Asphalt: The Best Choice For Your Driveway

Asphalt is the powerful black underpinning of many lives. It does not look romantic or lyrical, but since it covers 93% of the 2.5 million miles of road in the United States, people use it, love it, and even sing about it (cue the Jason Aldean music). Not everyone is an asphalt cowboy, but you will be an asphalt fan, particularly if you choose this substance for your driveway:

Asphalt Advantages

Asphalt is everywhere, and for good reason. You will find it constantly underfoot because it is one friendly-surfacing substance. Asphalt is perfect for driveways as well as roads. In fact, asphalt offers you numerous advantages over other driveway pavements such as concrete. Some of the many benefits of this pavement are:

  • Strength and durability - does not flake or crack like concrete

  • Flexibility - easily gives during freezing and thawing

  • Lower maintenance costs - easy to repair if damaged

  • Retains heat - promotes quick melting of winter snows

In residential areas, cables are sometimes run underground, meaning city workers may need to dig up part of your driveway at some point. If you have asphalt, the repair is quick and easy. Concrete, on the other hand, takes longer to lay and to set. Also, concrete is simply more expensive, costing up to two dollars more per square foot than asphalt.

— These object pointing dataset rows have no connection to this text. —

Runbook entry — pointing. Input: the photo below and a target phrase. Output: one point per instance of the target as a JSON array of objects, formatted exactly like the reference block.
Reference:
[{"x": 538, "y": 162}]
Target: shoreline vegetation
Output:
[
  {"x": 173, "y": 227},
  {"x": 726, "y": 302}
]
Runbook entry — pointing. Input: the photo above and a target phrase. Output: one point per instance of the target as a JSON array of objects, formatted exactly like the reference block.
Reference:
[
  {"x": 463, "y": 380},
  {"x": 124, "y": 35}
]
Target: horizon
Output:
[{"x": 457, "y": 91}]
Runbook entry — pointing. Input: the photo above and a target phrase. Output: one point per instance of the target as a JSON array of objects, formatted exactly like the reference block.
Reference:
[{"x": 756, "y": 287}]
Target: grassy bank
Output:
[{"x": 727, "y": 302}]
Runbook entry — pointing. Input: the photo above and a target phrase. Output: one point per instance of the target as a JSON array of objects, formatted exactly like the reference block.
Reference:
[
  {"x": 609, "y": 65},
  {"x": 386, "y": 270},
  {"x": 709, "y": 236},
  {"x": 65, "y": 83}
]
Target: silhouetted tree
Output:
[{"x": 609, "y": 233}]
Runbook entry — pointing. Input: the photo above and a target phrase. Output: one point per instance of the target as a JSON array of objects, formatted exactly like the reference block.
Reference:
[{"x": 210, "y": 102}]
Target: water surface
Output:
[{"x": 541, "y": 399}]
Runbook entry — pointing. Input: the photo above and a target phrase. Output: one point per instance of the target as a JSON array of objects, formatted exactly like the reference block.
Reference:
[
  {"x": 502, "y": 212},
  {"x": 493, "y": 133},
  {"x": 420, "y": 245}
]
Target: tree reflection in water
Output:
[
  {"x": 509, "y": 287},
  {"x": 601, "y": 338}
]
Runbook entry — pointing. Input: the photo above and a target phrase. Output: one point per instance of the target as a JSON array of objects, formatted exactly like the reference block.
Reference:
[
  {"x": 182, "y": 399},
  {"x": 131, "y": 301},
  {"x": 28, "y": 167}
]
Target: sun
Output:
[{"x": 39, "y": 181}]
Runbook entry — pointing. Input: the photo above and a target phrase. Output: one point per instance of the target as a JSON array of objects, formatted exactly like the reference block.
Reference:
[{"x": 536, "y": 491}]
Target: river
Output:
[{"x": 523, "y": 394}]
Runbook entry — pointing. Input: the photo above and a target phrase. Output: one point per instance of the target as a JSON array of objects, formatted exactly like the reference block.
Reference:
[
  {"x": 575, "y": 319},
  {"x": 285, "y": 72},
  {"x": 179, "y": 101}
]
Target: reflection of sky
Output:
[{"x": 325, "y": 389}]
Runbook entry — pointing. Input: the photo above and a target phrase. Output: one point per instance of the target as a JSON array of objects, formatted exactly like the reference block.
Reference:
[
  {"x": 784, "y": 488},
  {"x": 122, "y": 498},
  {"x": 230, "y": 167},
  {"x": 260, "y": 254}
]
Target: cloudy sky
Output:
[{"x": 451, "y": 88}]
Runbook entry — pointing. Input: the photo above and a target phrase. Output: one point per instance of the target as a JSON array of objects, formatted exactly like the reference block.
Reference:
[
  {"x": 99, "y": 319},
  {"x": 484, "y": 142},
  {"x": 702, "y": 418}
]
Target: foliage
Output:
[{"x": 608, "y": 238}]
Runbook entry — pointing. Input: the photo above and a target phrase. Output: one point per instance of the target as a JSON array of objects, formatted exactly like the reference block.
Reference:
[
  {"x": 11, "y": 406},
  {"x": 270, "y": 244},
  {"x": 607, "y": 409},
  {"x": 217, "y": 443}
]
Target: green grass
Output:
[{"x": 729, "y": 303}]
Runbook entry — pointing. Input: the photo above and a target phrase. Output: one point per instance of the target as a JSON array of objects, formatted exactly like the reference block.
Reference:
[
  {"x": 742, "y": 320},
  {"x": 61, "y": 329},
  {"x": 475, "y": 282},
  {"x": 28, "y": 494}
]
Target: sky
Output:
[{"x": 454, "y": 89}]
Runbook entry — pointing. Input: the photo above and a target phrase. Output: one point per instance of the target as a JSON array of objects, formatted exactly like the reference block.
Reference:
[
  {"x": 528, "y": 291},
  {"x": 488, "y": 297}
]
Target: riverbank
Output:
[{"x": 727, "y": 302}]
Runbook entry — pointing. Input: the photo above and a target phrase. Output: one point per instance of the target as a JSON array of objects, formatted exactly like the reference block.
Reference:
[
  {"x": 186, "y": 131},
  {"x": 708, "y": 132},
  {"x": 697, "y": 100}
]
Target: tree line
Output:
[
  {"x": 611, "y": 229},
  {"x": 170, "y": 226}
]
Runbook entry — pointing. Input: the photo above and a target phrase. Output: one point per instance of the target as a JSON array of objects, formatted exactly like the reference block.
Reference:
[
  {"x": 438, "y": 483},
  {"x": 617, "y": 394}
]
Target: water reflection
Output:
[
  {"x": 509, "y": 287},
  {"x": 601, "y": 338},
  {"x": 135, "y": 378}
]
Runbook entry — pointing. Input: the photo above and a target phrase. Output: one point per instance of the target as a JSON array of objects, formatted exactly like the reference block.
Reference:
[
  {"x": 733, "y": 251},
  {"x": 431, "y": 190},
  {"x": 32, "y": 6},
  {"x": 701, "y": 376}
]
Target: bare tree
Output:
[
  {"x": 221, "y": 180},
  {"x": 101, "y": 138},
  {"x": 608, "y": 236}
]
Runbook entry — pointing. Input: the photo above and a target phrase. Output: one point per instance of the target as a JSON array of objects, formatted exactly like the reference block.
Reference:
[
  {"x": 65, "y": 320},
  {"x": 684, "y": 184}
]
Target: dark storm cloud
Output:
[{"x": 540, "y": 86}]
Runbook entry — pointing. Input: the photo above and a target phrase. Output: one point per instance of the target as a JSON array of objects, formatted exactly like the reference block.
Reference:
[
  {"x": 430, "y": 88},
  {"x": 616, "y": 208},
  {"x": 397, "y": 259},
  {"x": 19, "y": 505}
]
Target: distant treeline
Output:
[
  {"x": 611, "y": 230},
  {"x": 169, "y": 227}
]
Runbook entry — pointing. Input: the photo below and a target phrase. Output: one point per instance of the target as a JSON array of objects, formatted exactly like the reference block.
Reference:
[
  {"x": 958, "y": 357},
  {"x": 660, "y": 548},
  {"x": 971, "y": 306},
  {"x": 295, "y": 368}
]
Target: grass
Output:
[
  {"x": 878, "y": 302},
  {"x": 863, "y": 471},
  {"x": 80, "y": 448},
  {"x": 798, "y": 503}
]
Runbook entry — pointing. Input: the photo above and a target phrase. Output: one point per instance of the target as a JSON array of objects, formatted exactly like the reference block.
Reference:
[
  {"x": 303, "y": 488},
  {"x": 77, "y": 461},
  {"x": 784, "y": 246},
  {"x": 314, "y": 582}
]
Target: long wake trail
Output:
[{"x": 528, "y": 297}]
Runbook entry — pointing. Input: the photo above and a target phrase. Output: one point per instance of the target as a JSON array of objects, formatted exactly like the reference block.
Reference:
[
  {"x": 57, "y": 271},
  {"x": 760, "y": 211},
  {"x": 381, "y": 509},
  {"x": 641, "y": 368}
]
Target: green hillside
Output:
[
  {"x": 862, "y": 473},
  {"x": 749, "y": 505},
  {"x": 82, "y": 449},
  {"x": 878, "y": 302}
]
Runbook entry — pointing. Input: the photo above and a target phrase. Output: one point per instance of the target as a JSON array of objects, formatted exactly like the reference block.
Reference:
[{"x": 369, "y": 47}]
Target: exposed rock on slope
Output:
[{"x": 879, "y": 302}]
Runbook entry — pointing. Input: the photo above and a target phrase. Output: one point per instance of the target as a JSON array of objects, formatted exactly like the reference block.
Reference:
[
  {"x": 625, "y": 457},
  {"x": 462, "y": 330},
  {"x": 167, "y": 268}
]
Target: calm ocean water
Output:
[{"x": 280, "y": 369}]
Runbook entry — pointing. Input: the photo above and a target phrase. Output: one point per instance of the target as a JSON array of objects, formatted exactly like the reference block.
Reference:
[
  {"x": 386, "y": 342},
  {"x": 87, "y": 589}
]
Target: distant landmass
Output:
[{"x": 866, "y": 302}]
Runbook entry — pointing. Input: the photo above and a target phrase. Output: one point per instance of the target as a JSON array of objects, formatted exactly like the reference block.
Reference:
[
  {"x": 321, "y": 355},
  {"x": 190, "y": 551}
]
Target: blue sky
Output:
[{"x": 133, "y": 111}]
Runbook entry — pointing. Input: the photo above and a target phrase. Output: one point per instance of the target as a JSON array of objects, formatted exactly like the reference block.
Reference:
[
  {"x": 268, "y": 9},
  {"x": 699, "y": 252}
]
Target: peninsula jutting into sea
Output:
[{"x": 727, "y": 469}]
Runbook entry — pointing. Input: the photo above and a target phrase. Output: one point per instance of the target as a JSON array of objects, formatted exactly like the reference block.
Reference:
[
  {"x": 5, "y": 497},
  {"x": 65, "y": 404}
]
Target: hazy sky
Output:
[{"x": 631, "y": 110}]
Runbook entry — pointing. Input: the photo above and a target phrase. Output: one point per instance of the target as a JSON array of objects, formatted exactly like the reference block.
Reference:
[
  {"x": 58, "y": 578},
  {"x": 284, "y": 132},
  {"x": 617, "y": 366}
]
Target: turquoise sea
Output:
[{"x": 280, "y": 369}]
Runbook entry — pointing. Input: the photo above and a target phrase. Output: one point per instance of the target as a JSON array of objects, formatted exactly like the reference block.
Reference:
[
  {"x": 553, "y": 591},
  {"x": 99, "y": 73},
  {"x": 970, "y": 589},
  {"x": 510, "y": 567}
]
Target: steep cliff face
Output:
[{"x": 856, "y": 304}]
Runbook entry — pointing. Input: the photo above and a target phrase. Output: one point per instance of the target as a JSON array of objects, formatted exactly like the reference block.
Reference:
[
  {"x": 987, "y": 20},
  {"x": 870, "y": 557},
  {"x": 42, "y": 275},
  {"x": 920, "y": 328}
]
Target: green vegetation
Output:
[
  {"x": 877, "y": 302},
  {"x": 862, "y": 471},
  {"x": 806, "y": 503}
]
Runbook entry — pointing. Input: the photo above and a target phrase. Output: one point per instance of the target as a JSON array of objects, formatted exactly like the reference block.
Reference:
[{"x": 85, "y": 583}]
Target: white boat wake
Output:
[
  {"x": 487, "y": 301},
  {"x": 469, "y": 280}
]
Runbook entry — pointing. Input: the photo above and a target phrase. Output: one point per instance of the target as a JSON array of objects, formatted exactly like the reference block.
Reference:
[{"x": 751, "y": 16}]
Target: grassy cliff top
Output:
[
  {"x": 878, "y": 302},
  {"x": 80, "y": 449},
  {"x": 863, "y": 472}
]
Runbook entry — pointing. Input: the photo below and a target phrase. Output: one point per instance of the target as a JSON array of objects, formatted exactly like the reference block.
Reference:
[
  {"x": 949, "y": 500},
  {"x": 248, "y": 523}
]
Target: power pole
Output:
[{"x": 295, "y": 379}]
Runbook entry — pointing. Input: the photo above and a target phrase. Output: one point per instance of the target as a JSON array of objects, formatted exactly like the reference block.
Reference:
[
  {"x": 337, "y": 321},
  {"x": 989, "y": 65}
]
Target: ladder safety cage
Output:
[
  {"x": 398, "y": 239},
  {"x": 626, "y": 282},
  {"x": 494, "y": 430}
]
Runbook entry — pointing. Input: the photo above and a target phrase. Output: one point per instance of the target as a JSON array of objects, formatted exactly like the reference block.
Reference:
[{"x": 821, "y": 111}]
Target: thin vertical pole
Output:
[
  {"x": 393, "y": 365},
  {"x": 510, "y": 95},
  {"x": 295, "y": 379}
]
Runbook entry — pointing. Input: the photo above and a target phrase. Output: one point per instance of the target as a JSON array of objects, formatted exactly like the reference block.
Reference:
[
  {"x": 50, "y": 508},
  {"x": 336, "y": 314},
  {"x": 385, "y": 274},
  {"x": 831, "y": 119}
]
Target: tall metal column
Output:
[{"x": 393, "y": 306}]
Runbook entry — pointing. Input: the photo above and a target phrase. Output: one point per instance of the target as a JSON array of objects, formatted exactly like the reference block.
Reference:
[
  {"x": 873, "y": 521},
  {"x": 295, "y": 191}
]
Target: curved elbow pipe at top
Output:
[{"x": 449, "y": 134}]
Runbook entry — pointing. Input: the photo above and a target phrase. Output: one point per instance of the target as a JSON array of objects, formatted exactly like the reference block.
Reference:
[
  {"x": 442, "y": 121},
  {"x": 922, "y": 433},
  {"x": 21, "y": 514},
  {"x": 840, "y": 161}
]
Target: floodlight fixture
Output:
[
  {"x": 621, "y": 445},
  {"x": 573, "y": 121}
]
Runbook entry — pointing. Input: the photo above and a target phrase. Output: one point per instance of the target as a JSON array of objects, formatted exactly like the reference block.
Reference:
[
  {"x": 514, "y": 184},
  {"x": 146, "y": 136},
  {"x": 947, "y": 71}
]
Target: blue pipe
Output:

Seal coating can be applied to asphalt driveways, making them even more durable. These sealants are made of emulsified asphalt, mineral fillers, water, and various other ingredients and work to protect asphalt from water, oxidation, and sun exposure. They also create an attractive solid black surface that can be painted with lines and other markings if desired.

New asphalt should not be sealcoated for at least six months, but the process should  be done before a year has passed. After the initial application, sealcoat should be reapplied every three to four years to protect the strength and durability of your driveway. If properly maintained, asphalt driveways can last between 10 and 30 years, making them a practical and economical choice for your home.

You may feel like singing about asphalt once you have your new driveway, but perhaps you should keep your vocal stylings indoors, particularly if your neighbors are stuck with a cracking and flaking concrete pad. They may well be a tad grumpy. If so, gently guide them to your asphalt guy. They will be grateful.